Un voyageur à l’aéroport londonien d’Heathrow, le 22 août

Pour parler du joyeux bordel qui a parfois régné dans nos aéroports, j’aurais pu utiliser les mots « retardés » ou « annulés ». Mauvais temps, pénurie de personnel, avions surréservés, tout cela a contribué à gâcher les vacances de milliers de voyageurs au cours de l’été. Mais le mot qui a attiré mon attention est skiplagging (qu’on pourrait traduire par « billet pour ville cachée »). Ce nouveau phénomène consiste à se procurer un billet avec escale (souvent moins cher) et à descendre à cette escale au lieu de la destination. Il faut évidemment mettre ses bagages dans la cabine. Et attention pour le retour ! Des compagnies aériennes (qui tentent de combattre cette pratique) peuvent annuler votre vol lorsqu’elles découvrent le stratagème.

Complosphère

PHOTO ALKIS KONSTANTINIDIS, ARCHIVES REUTERS

Un homme marche sur l’autoroute, alors que des incendies de forêt font rage en banlieue d’Athènes, le 22 août. Partout dans le monde, les météorologues qui font un lien entre les changements climatiques et les phénomènes météorologiques extrêmes qui se sont multipliés au cours des derniers mois sont pris pour cible par la complosphère.
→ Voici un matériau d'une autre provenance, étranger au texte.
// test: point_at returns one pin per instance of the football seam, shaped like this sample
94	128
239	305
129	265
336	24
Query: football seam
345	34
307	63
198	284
L’univers des complotistes a maintenant un mot pour qu’on puisse l’identifier : complosphère. Après la twittosphère et la blogosphère, voilà une nouvelle sphère dans laquelle on peut rassembler ceux qui s’en sont pris joyeusement aux météorologues sur les réseaux sociaux. Pour les complotistes ou les climatosceptiques, les liens établis entre les changements climatiques et ce que nous avons vécu au cours des derniers mois ne tiennent pas la route. Même les experts qui ont « fait leurs recherches » en publiant de solides analyses n’arrivent pas à les convaincre. Partout sur la planète, en France, aux États-Unis, en Espagne ou chez nous, les météorologues passent un mauvais quart d’heure. Misère…

Pinkydoll

PHOTO HUGO-SÉBASTIEN AUBERT, ARCHIVES LA PRESSE

La tiktokeuse montréalaise Pinkydoll

Pinkydoll est le phénomène le plus étrange de l’été. En direct sur TikTok, une jeune femme répète à l’infini des phrases vides de sens sur un ton robotique comme « Ice cream so good ». Mais ce qui est encore plus étonnant, c’est que ce concept, qui remporte un succès monstre, est porté par une Montréalaise. Pour exprimer leur admiration, ses admirateurs lui envoient des autocollants qui sont une sorte de monnaie virtuelle. Je me suis attardé quelques minutes sur le charabia de Pinkydoll… Conclusion : cette tiktokeuse devrait regarder les vieux spectacles de Laurie Anderson d’il y a 40 ans, elle découvrirait qu’elle n’a rien inventé.